勝間和代氏の落第答案 - 池田信夫 blog
問題は日銀がいくらマネタリーベースを増やしたかではなく、民間に流通するマネーストックがいくら増えるかである。基本的なことだが、マネーストック=マネタリーベース×貨幣乗数である。日銀の発行した通貨が民間で3回使われると、マネーストックはマネタリーベースの3倍になるわけだ。他方、資金需要がなくて民間で金が使われないと、マネタリーベースを増やしてもマネーストックは増えない。事実、前の記事でも紹介したように、日銀が激しく量的緩和(マネタリーベースの増加)を行なった2001~6年にも、マネーストック(図ではマネーサプライ)はほとんど増えなかった。
ゼロ金利のもとでは民間企業の資金需要が飽和しているので、それ以上マネタリーベースを増やしても、銀行の日銀口座で「ブタ積み」になり、マネーストックは増えないのだ。勝間氏が手本として推奨しているようにイングランド銀行も量的緩和を行なったが、マネーストックは逆に減少し、最近中止された。FRBもバランスシートを2倍にしたが、デフレ傾向は止まらなかった。資金需要がないため、貨幣乗数が急落して1を下回ったからだ。

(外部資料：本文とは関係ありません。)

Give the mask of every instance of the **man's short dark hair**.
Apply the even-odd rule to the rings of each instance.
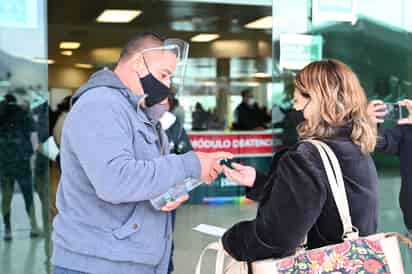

同様の事態は、欧米諸国で一様に観測されており、量的緩和を再開した日本でも銀行貸し出しは減った。ここ1年半に世界で大量に供給された資金は、金融システムの安定化には意味があったが、狭義の金融政策としての効果は疑わしい、というのがIMFの総括である。
リーマンショック以降の流れは、
金利のゼロ制約が発動している状態=民間の資金需要が飽和=中央銀行がお金をバラまいても誰も借りてくれない=お金は市中銀行にジャブつくだけ=投機に流れる=過剰流動性相場
と、言い換えることが出来るのかも?
それはさておき池田氏の論旨は「今の日本経済においては量的緩和政策をしてもインフレを起こせる確率は低い」ということだと思うのだが、他に策がないなら、低くてもやってみたらいいんじゃないかと思うのだが、どうなんだろ?
現時点で、日銀が量的緩和をすることのデメリットが、自分にはまだ理解できない。